As I write, the annual Toonik Tyme celebration is taking place: a time to celebrate spring, the return of the light, and the coming together of community.   To some, perhaps, it might not seem to bespeak “spring.”   Highlights are sea ice golf, dog team races, ice sculpture competitions, igloo building competitions, feasts of caribou and seal meat and a lot of music and laughter.  

It is hard for me to realize that this is the midpoint of my time here.   In some ways, however, it is also the end.   Thanks to the support of Nunavut Tunngavik Incorporated (the Inuit Land Claim Organization), I will spend the better part of the next half traveling to communities across the North.  I am excited and I am grateful, but I will miss Iqaluit.  I am greeted everywhere I go, and everyplace is familiar to me.  Somewhere, back in the United States, lies my “real” home, but it seems such a distant memory.  Living in the North is intense in a way that I cannot yet really describe.  There are different realities here -- different things are important. I have hauled water in
-70
°C when our waterlines burst, helped to lay in supplies when storms were coming and have even undergone a physical conversion as my winter garb has been replaced with warmer but lighter (and more beautiful) Inuit clothing. 

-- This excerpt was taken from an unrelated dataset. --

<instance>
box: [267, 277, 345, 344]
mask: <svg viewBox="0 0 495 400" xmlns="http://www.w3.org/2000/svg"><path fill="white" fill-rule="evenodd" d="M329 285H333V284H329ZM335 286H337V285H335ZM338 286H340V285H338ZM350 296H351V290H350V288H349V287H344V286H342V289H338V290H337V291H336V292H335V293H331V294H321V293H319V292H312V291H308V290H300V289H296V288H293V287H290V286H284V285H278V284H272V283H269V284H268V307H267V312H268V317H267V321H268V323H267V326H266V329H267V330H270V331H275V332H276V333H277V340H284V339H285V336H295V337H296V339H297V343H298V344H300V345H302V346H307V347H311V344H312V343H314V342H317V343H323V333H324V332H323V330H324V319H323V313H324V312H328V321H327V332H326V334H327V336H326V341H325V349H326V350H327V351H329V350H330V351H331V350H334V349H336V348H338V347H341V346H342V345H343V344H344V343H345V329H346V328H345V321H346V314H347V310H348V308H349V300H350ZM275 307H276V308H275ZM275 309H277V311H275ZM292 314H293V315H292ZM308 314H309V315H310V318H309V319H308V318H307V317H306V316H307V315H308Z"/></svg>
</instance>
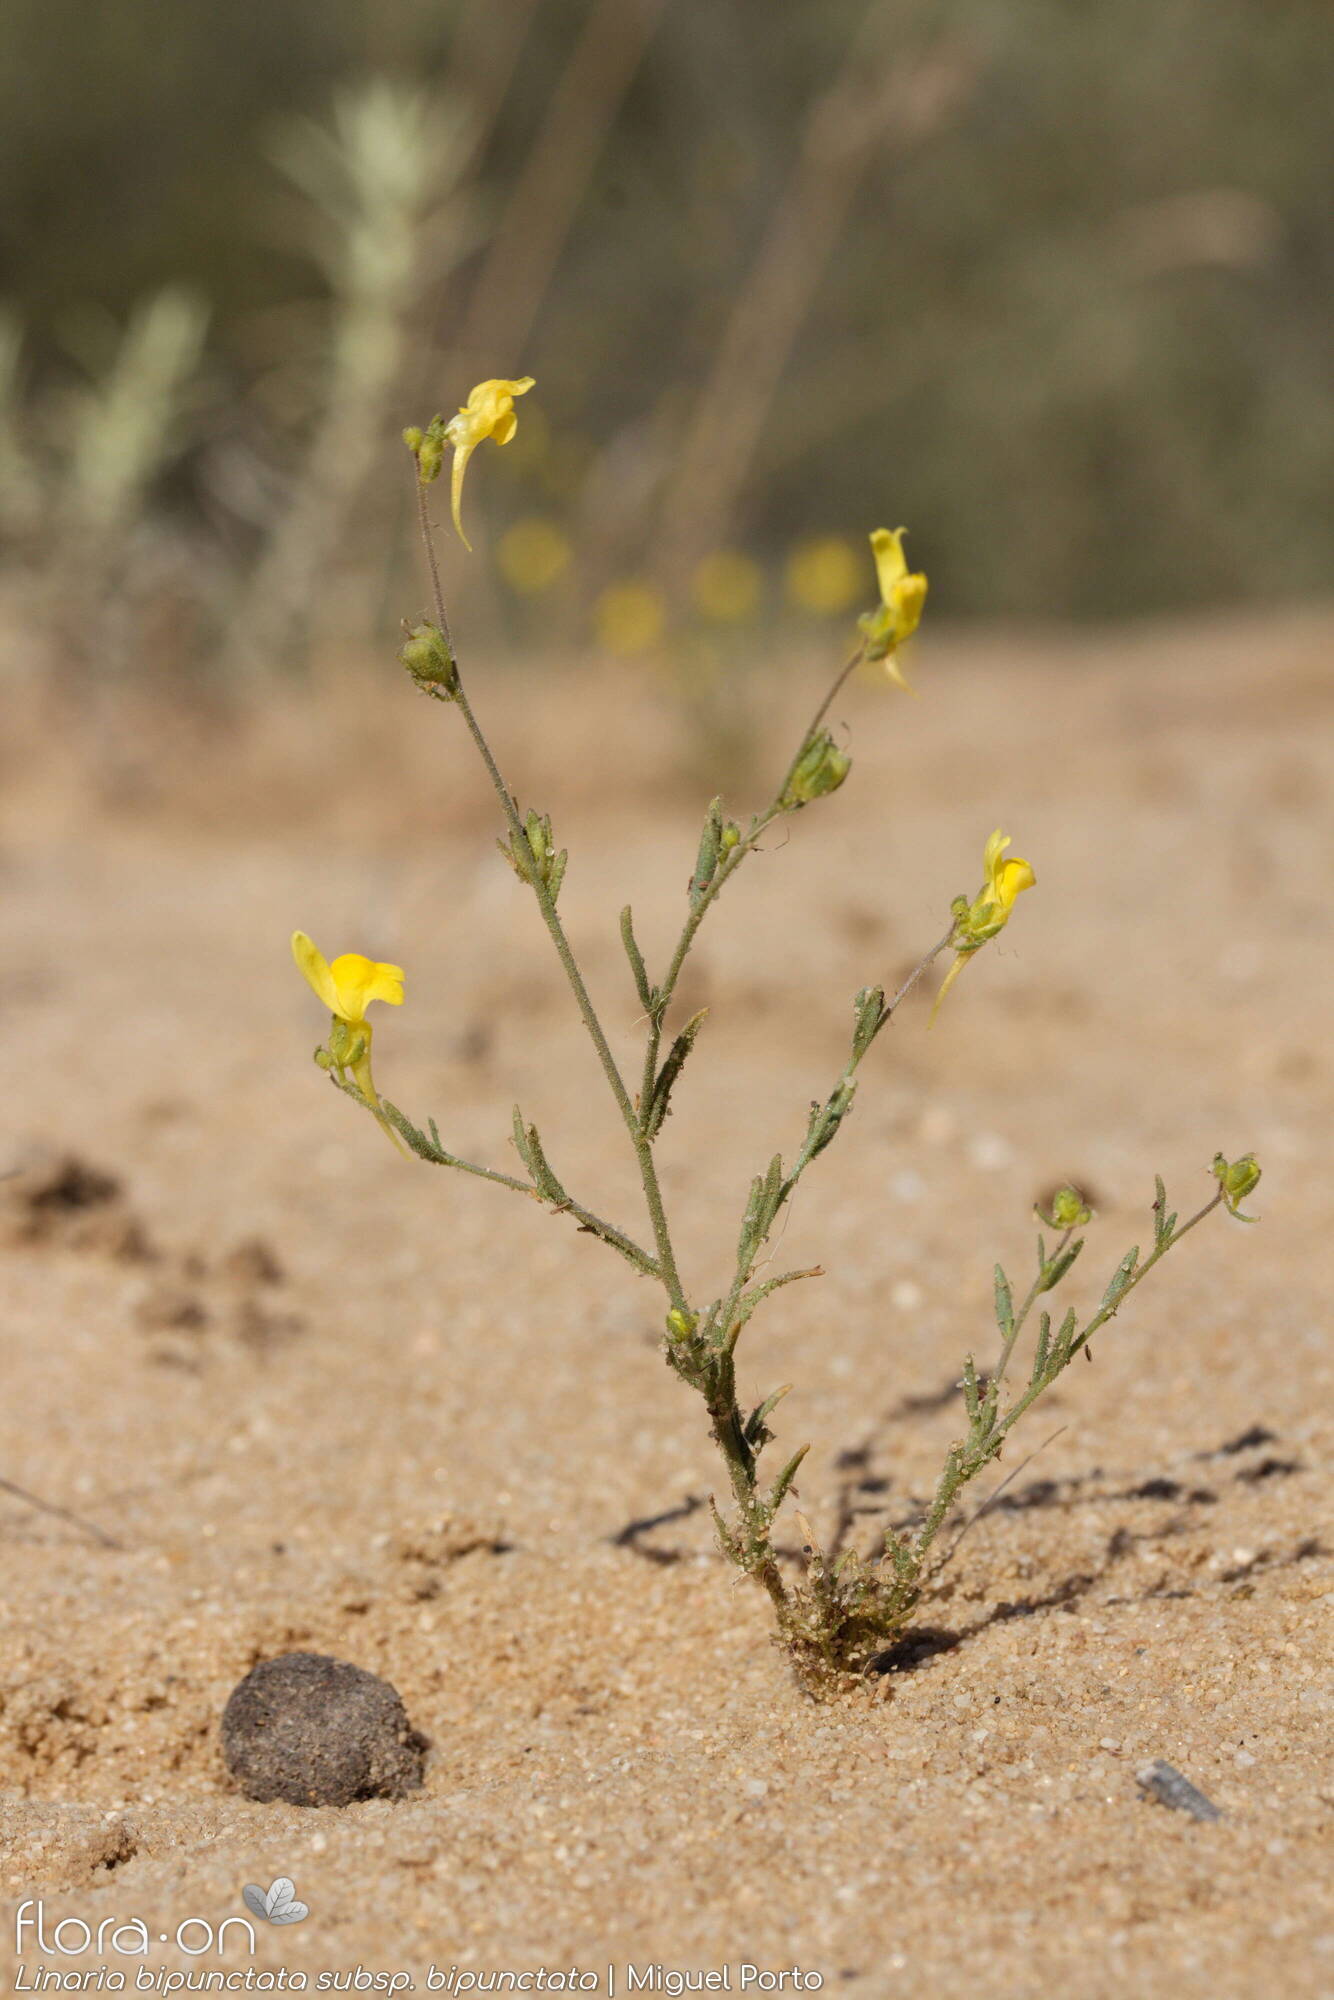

With regard to my research, sometimes I feel that I have not spoken to nearly enough people who were part of the negotiations that I am researching; at other times I think I need to track down more documents from the period to better understand the events that I am asking people about.   Where to concentrate my energy?   The more I learn, the more I learn that there is to learn -- and the more is expected of me. 

My biggest challenge is one that I am very happy to live with.   It is passing the tests set for me by each new person that I meet.  The problem is not in being American; most people don’t know or don’t care about that.  It is in not being Inuk[1].   Inuit, as with indigenous peoples everywhere, have been much abused by social scientists.  As one person put it, “I have an uncle who has created at least five ‘doctors.’  Not one of them has ever acknowledged him for it!”   The story that I seek to tell is not my story; it is theirs.  Sometimes I am asked to share my story first, or to answer why, “Why one more interview? Why with you?”  It reminds me each and every time just how much trust is being placed in me with this project as I tell somebody else’s story.  An Inuk woman mused to me just yesterday, “I am very curious to see what voice you are going to use when you write this.”  My answer was, “So am I.”